Hayvanları daha aşağıda gören bu türcü bakışın kendini gösterdiği bir diğer önemli konu ise “insanlıktan çıkarma/insan dışılaştırma” kavramıyla açıklanan durumdur. Kavram, bir kimse ya da grubun insani özellikleri yerine hayvanlara benzetilerek tanımlanmasıdır. Sosyal psikoloji alanında yapılan çalışmalarda önyargı ve ayrımcılığa uğrayanların hayvan statüsüne indirgendiğine işaret edilmektedir. Bu şekilde uygulanan şiddet meşrulaştırılmaktadır.

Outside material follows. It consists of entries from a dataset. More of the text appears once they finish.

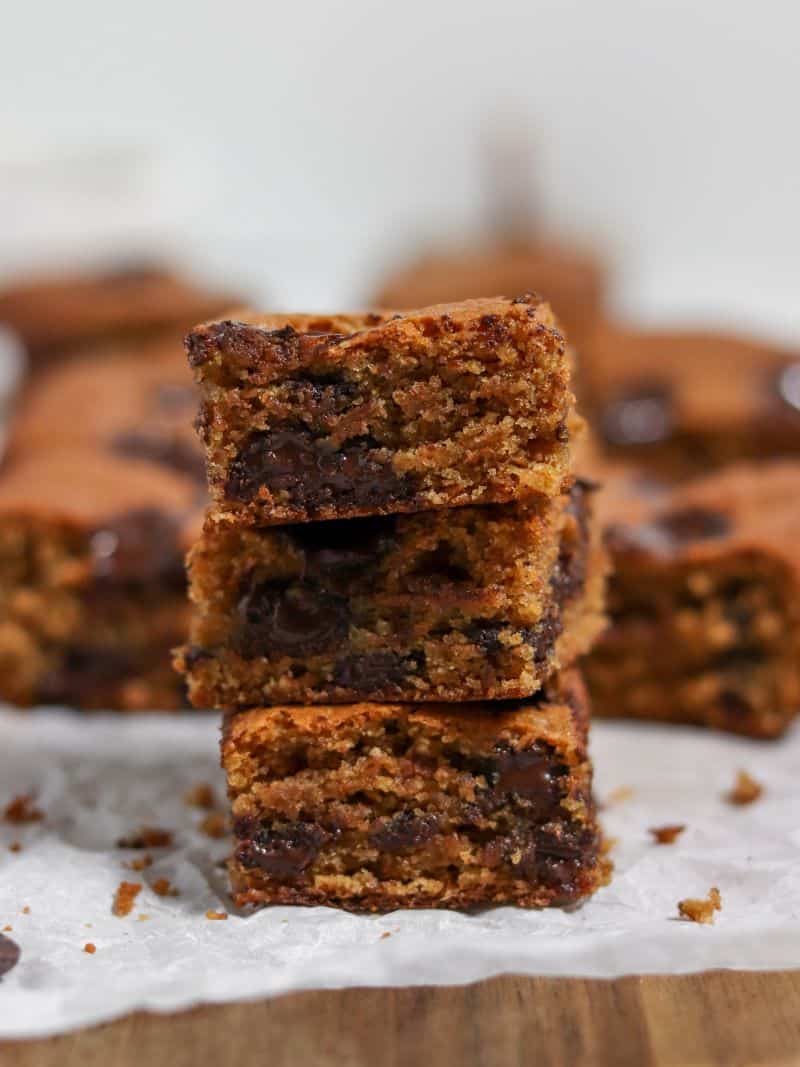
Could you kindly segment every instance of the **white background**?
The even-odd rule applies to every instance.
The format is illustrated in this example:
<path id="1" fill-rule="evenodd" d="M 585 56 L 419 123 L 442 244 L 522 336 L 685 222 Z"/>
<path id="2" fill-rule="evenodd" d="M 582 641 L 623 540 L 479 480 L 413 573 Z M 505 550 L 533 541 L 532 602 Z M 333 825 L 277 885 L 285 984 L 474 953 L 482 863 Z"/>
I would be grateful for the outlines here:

Bu konuda bilinen pek çok örnek var: II. Dünya Savaşı sırasında Japonların, Amerikalılar tarafından  “sıçanlar, yarasalar ve diğer haşaratlar” olarak anılması, Ruanda soykırımında Hutu grubundan olanların Tutsileri hamamböcekleri olarak nitelendirilmeleri, Nazilerin, Yahudileri “yeryüzünde sürünen, Davut yıldızıyla işaretlenmiş bir haşarat/parazit” olarak görmeleri, İsrail Savunma Bakanı Yoav Galant'ın; Gazze halkına yönelik "Biz insan hayvanlarla savaşıyoruz ve buna göre hareket ediyoruz" demesi gibi…

***

Türcülük de ırkçılık, cinsiyetçilik gibi kapitalist sistemden beslenmekte, döne döne yeniden üretilmektedir. Tüm kötülüklerin kaynağı sömürü ve tahakküm ilişkilerine dayalı bu sınıflı toplum yapısıdır. Bu sistemde işçi ve emekçilerin yaşamları, iş-gücünden faydalanılmadığı müddetçe yok sayılmakta, gölgesinden faydalanılmayan ağaç kesilmekte, ihtiyaç görülmeyen hayvanlar katledilmektedir. Kapitalizmden kurtulmadıkça tüm canlıların yaşam hakkı tehdit altında olacaktır.

(*) Köseoğlu, Fatih. (2023). “Hayvanlara yönelik ayrımcılığı gruplar arası düzlemde ele almak: türcülüğün sosyal baskınlık ve sosyal temsiller kuramları bağlamında incelenmesi” adlı tez.